Despite the howling gale it was surprisingly warm, so I toured the garden in search of invertebrates, but rapidly realised that the only thing flying was a large quantity of petals, which were being torn from our cherry plum trees. I thought I'd better photograph some of the blossom while it was still in situ, and though it took me a while to find a spray that was neither wind- nor frost-damaged, I'm quite pleased with this image.

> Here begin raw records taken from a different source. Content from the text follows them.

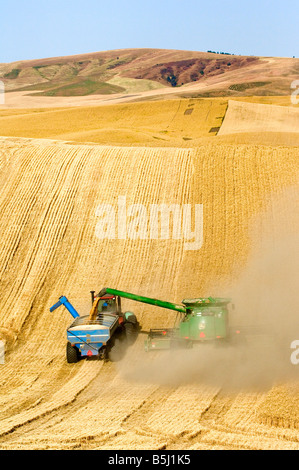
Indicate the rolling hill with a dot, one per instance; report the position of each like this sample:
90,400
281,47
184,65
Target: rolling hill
134,74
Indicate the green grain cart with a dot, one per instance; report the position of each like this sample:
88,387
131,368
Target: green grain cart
199,320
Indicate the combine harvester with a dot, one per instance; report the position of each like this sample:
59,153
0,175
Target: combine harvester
101,333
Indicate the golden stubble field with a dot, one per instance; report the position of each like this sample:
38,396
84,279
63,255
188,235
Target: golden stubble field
50,191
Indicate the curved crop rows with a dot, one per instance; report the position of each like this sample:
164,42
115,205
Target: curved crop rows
49,196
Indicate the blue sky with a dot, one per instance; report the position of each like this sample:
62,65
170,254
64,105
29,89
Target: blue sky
32,29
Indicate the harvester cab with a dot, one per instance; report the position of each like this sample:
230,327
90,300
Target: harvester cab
102,332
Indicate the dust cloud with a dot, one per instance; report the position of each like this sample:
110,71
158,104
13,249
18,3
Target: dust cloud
266,312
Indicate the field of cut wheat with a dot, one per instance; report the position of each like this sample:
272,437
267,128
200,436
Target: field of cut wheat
50,194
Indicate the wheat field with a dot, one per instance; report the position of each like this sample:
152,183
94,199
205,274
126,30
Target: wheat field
50,191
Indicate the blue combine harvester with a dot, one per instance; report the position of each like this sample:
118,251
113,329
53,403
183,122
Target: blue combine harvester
102,332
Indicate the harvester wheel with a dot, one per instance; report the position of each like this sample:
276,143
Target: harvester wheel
72,355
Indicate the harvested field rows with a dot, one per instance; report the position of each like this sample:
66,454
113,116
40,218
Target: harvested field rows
49,248
244,117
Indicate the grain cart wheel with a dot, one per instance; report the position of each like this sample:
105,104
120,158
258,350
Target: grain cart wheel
130,330
116,351
72,354
131,327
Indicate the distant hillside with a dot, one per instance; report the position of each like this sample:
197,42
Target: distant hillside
142,70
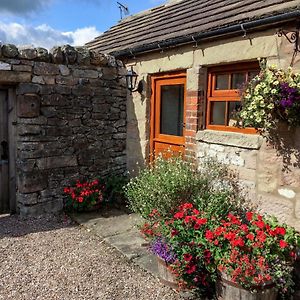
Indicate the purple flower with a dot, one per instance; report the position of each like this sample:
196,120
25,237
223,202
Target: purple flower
160,248
289,95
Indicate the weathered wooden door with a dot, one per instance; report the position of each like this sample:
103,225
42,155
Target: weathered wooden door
4,153
168,115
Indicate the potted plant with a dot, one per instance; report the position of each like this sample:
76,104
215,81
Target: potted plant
84,196
255,255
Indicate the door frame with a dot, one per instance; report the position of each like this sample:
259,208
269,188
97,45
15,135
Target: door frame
154,109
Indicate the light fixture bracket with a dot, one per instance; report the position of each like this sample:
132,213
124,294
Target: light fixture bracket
293,37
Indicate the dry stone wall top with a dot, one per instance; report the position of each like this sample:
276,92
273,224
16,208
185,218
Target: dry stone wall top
70,107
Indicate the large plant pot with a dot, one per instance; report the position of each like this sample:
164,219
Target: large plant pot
166,276
228,290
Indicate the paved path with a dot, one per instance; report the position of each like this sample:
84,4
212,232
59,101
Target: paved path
43,259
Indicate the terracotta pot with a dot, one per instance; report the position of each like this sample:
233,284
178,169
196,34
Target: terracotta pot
166,276
228,290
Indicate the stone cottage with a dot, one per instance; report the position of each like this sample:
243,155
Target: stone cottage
190,57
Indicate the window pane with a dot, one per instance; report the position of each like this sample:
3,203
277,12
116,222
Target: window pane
222,82
171,116
238,80
217,113
233,108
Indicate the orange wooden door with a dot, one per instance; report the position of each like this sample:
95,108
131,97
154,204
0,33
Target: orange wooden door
168,115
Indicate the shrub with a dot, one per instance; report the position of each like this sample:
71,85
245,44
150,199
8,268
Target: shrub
162,186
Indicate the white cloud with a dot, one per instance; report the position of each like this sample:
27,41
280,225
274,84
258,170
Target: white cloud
21,6
44,35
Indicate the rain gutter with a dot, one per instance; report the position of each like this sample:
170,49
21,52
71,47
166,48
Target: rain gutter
241,28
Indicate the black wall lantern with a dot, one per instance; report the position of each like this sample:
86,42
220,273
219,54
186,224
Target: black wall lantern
131,79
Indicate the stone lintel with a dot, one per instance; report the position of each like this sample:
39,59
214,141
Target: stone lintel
235,139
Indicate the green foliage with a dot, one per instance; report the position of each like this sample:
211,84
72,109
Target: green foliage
271,96
162,186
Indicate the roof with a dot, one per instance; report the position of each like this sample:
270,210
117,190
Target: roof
179,20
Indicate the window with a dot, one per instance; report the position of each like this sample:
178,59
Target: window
224,93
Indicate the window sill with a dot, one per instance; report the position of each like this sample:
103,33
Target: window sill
235,139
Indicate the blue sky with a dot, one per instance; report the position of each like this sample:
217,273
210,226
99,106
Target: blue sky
54,22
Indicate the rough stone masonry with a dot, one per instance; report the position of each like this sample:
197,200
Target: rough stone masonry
70,120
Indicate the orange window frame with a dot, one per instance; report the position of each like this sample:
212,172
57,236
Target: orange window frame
228,95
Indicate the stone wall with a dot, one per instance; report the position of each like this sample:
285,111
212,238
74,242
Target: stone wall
70,120
259,167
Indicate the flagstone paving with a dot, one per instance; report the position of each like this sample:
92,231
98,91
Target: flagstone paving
54,259
119,229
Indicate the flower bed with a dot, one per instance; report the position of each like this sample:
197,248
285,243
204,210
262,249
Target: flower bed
215,232
84,195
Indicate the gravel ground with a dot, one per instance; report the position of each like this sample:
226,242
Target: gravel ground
55,259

After lunch R went to Stratford to give blood, and I tagged along for the ride. Walking through the rec' on the south side of the river, I came upon the scene in my second photo: a mature willow tree destroyed by the storm, and a second one broken by the first. I'm always sad to see a tree in this state, but today my overwhelming feeling was gratitude that I hadn't been underneath that huge branch when it came crashing down to earth. This section of the river walk is lined with trees, and it's fair to say that I was a little nervous until I reached Lucy's Mill Bridge and crossed back over to the town, where I felt safer because of the density of buildings.